Zitat von Leviathan:Zitat:Und auch bei chronischer Suizidalität könnte es doch sein, dass es an der richtigen Hilfe fehlt und dem Betroffenen krankheitsbedingt (ohne das als Wertung zu verstehen) der Blick dafür verstellt ist.
Kommt es da nicht auch auf die Gründe an ?
Jemand der alles erlebt hat was er erleben wollte sagt sich wenn es am schönsten ist soll man gehen. Er schmeist noch ne Party um von allen Abschied nehmen zu können und will danach gehen.
Ist der auch krank nur weil er über sein Ende selbst bestimmen und vielleicht verhindern will irgendwann mal von anderen abhängig zu sein was für ihn unerträglich wär ?

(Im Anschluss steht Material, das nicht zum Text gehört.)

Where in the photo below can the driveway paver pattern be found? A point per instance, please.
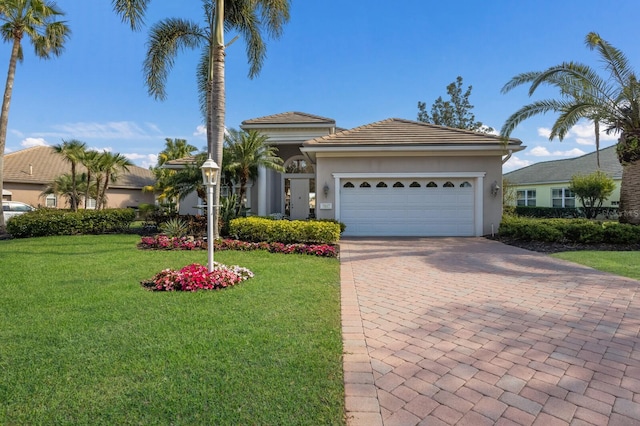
(469, 331)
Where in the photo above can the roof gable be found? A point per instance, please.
(291, 117)
(397, 131)
(41, 165)
(563, 170)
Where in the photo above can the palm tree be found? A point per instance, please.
(250, 18)
(90, 160)
(612, 102)
(110, 165)
(175, 149)
(35, 20)
(72, 151)
(66, 186)
(247, 152)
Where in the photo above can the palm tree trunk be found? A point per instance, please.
(4, 114)
(630, 193)
(215, 122)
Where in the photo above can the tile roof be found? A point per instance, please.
(46, 165)
(563, 170)
(397, 131)
(291, 117)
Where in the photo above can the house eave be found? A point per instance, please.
(313, 151)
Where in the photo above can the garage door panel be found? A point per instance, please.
(407, 210)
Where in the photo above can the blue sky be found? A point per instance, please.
(355, 61)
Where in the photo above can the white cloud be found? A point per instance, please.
(541, 151)
(29, 142)
(143, 160)
(543, 131)
(110, 130)
(515, 163)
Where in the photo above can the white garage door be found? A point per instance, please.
(408, 207)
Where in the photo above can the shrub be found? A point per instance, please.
(196, 277)
(46, 222)
(174, 227)
(572, 231)
(256, 229)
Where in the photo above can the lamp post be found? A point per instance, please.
(209, 178)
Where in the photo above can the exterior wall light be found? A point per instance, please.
(209, 179)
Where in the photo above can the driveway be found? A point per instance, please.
(443, 331)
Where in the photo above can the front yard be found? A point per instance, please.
(81, 342)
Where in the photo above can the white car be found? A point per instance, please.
(15, 208)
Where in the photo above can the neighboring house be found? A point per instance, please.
(546, 184)
(29, 171)
(390, 178)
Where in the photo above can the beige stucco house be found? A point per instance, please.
(27, 173)
(389, 178)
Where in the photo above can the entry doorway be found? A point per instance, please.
(300, 198)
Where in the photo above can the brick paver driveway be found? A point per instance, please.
(471, 331)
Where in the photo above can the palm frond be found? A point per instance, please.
(166, 39)
(615, 61)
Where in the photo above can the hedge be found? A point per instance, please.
(581, 231)
(559, 212)
(257, 229)
(46, 222)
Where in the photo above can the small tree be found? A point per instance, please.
(455, 112)
(592, 190)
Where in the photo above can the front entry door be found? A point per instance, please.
(299, 199)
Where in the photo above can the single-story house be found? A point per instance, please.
(394, 177)
(28, 172)
(546, 184)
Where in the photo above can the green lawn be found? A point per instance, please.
(625, 263)
(81, 342)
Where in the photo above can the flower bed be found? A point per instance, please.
(162, 242)
(196, 277)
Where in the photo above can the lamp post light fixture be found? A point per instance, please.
(210, 178)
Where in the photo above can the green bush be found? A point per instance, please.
(258, 229)
(558, 212)
(581, 231)
(46, 222)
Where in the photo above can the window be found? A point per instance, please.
(51, 201)
(562, 197)
(526, 197)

Soll er ein für ihn unerträgliches Leben führen nur weil andere es so wollen ?
Ob man krank ist, hängt primär davon ab, ob man selbst unter dem
leidet, was anderen als krank erscheinen könnte. Ich kann mir schlecht vorstellen, dass Suizidgedanken
nicht mit ausgeprägtem Leid einhergehen... Es ist ja weit verbreitet, die mögliche Abhängigkeit durch Alter und Krankheit zu fürchten und viele Menschen haben deswegen entsprechende Patientenverfügungen. Bei unheilbaren körperlichen Leiden gibt es außerdem im benachbarten Ausland die Möglichkeit der Sterbehilfe. Das alles hat aber mit einer psychisch bedingten chronischen Suizidalität nichts zu tun, denn da muss man zumindest einkalkulieren, dass der Wunsch zu sterben nichts anderes als das Symptom einer Krankheit ist, die eben nicht unheilbar sein muss.

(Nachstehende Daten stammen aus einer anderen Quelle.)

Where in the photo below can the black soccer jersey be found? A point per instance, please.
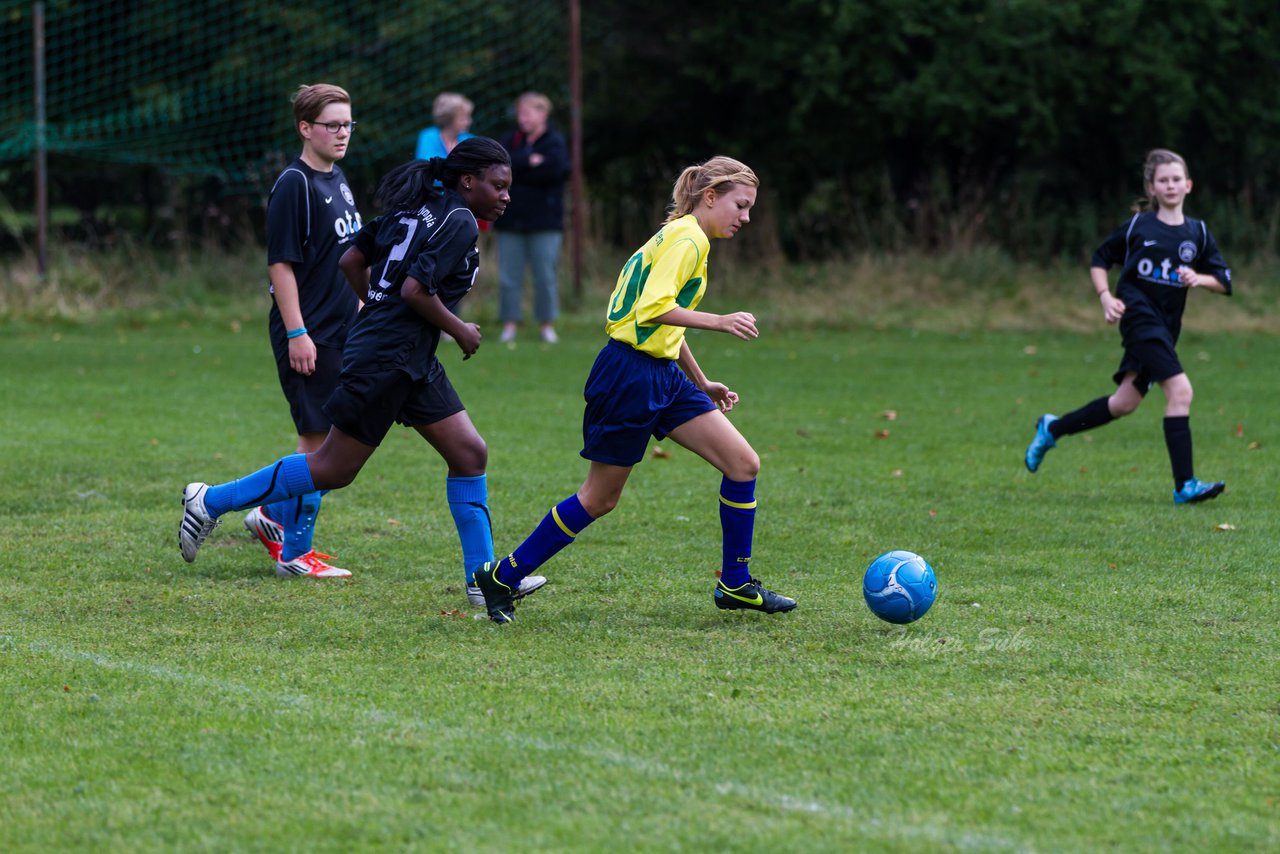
(437, 246)
(1150, 252)
(311, 218)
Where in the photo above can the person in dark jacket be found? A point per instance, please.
(530, 233)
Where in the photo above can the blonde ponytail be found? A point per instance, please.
(716, 173)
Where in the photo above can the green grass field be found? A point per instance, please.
(1100, 671)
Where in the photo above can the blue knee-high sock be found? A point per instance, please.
(284, 478)
(298, 519)
(469, 502)
(557, 530)
(737, 524)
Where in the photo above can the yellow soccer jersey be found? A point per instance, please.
(670, 270)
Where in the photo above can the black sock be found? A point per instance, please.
(1088, 416)
(1178, 437)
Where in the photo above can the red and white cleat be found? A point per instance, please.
(310, 566)
(268, 531)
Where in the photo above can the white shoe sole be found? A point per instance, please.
(196, 523)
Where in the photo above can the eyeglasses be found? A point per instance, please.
(333, 127)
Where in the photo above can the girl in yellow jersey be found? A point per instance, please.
(645, 382)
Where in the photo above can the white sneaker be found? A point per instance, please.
(196, 521)
(528, 585)
(310, 566)
(268, 531)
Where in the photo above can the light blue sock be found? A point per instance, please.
(297, 516)
(284, 478)
(301, 526)
(469, 502)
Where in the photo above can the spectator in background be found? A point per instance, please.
(530, 232)
(451, 114)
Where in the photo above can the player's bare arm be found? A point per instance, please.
(284, 284)
(740, 323)
(720, 393)
(1112, 307)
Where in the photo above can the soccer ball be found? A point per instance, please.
(899, 587)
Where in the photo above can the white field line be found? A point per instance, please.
(862, 823)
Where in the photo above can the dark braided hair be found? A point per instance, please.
(412, 183)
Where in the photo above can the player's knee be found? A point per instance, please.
(598, 505)
(746, 466)
(330, 473)
(1179, 392)
(1123, 405)
(472, 459)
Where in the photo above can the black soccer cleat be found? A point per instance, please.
(499, 599)
(752, 596)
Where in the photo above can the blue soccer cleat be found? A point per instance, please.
(752, 596)
(1042, 442)
(1196, 491)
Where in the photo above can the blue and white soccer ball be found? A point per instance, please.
(899, 587)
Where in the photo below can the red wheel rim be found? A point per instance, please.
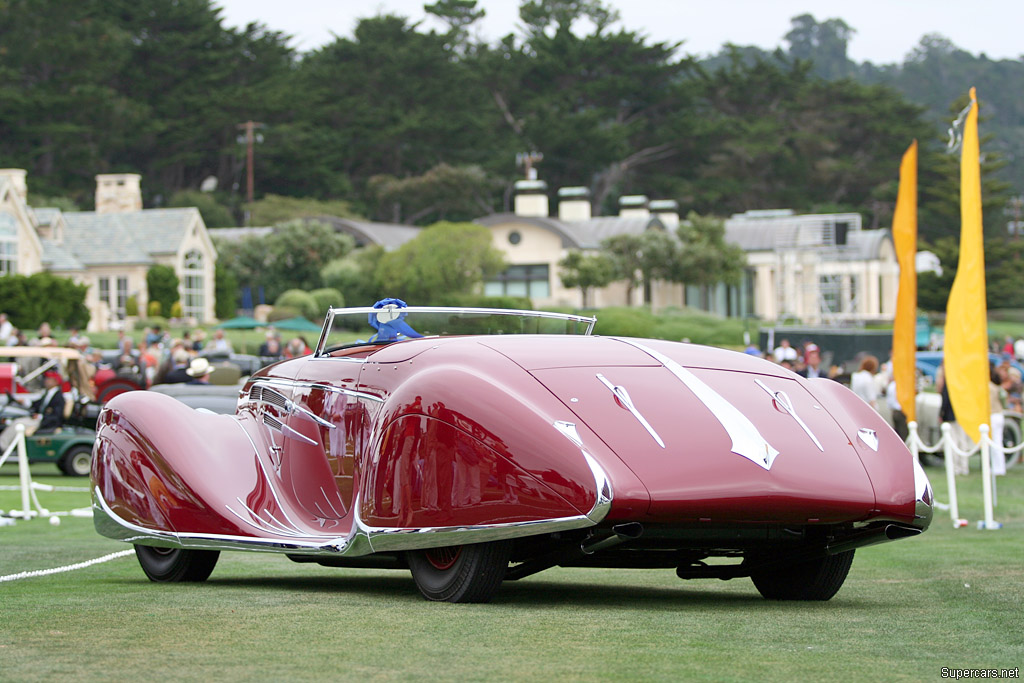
(443, 558)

Und nein, ich finde es nicht so ganz gesund, wenn Abhängigkeit in jeder Form völlig unerträglich ist, wenn man sich gar nicht vorstellen kann, sich anderen Menschen ein Stück weit anzuvertrauen. Das scheint mir ebenso krank wie das andere Extrem, die völlige Abhängigkeit. Aber krank oder nicht, es erscheint mir legitim, eine solche Angst vor Abhängigkeit zum Lebensende hin nicht bearbeiten zu wollen, sondern sie gar nicht entstehen zu lassen. Einer meiner Dozenten hat mal erzählt, er wisse ganz genau, wie er sterben wolle: Mit dem Schalter für die Elektrode, die sein Glückszentrum im Hirn stimuliert, in der einen Hand und in der anderen Hand ein Glas Rotwein. Aber ein solches Szenario lässt sich kaum einrichten, und ein zufriedener Selbstmörder, der auf sein erfülltes Leben zurückblickt und geht, wenn es am schönsten ist, scheint mir auch sehr unrealistisch.
Zitat von Leviathan:Alle wollen das ich Rücksicht auf sie und ihre Gefühle nehme aber was ist mit mir und meinen Gefühlen ?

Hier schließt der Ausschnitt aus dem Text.